Nella Turchia di Erdogan continua la persecuzione dei giornalisti contrari al regime.
Non si ferma la repressione di Erdogan il dittatore, con la sistematica violazione dei diritti dell’informazione e il conseguente bavaglio imposto a sostegno di quella che ha sempre più il sapore di una dittatura vecchio stampo di tipo sudamericano.
Ovviamente a Recep Tayyip Erdogan l’ingresso in Europa non interessa più, anche perché se prima aveva poche possibilità di entrare, ora non ne ha più nessuna.
E, infatti, avendo capito perfettamente ciò, ultimamente si è avvicinato a quello che era fino a poco tempo fa il suo acerrimo nemico Putin.
L’autocrate turco stavolta non se l’è presa solo con i tradizionali nemici nel campo dell’informazione, sia musulmani sia Curdi; stavolta si è spinto perfino ad accusare e arrestare quindici giornalisti del quotidiano laico e riformista Cumhuryet.
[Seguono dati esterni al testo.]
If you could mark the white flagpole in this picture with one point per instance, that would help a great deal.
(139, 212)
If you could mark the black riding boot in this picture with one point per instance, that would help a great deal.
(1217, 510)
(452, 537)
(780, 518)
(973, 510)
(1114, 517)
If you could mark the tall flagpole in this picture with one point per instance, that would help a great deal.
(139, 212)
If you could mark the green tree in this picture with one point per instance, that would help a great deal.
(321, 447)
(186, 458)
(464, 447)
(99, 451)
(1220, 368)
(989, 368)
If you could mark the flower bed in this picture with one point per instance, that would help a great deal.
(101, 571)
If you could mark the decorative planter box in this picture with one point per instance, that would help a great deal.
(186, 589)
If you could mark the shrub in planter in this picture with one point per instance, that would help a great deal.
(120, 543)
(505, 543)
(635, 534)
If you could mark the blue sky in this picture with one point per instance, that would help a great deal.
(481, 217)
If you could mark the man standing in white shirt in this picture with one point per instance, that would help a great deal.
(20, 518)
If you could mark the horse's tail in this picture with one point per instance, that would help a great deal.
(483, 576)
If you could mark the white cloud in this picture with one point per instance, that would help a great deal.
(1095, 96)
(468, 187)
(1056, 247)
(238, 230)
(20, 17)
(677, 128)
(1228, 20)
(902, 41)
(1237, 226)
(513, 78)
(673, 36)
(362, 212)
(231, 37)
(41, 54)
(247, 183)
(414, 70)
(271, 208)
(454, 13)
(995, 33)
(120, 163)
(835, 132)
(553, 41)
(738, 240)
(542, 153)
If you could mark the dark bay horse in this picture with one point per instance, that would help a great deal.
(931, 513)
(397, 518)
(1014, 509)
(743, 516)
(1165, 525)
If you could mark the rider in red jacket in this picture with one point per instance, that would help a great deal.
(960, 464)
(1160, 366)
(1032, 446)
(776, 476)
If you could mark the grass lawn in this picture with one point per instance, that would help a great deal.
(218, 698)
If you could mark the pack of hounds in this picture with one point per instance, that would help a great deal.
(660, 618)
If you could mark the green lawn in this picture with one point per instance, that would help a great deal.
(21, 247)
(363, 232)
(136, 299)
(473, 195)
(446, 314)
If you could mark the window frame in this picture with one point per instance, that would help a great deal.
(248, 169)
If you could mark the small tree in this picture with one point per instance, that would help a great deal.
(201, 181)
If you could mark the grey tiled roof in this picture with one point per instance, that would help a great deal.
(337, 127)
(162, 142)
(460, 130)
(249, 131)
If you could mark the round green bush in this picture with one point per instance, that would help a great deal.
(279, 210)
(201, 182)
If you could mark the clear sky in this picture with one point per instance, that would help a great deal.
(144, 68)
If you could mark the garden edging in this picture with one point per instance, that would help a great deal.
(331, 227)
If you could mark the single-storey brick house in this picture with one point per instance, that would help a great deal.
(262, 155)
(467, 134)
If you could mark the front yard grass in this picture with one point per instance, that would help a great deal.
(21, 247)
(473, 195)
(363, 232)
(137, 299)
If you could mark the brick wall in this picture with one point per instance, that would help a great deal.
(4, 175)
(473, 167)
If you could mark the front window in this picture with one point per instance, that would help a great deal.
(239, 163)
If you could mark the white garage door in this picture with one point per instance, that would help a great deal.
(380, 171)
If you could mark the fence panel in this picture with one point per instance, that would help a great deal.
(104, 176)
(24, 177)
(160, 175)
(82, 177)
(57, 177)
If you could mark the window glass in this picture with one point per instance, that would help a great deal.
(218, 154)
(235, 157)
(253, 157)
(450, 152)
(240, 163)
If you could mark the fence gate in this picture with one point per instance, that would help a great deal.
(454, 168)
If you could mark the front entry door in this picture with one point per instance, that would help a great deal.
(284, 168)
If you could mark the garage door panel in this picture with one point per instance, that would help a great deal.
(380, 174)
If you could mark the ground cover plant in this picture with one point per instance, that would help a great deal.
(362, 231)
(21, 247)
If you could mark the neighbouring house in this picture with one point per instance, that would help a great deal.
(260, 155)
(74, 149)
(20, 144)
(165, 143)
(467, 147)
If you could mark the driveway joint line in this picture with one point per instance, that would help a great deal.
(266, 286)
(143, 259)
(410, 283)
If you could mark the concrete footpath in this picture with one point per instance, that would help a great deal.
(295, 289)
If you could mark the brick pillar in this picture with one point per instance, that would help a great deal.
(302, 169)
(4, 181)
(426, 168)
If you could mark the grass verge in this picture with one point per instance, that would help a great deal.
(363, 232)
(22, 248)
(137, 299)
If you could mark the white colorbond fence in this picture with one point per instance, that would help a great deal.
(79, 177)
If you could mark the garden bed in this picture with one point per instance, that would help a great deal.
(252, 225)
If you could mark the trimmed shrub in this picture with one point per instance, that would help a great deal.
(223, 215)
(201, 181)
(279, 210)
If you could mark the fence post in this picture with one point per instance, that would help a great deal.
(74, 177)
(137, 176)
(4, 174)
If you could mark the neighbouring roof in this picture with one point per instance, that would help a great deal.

Questo ha incrinato ulteriormente anche i rapporti col tradizionale alleato Nato Usa.
John Kirby, portavoce del Dipartimento di Stato, ha affermato in conferenza stampa: “Gli Stati Uniti sono profondamente preoccupati per quello che sembra essere un giro di vite sui mezzi di comunicazione d’opposizione in Turchia”.
E il Presidente del Parlamento Europeo, Martin Shulze, ci ha messo il carico da novanta in un Tweet: “Con la detenzione di Murat Sabuncu e di altri giornalisti, Ankara ha oltrepassato un’altra linea rossa della libertà d’espressione”.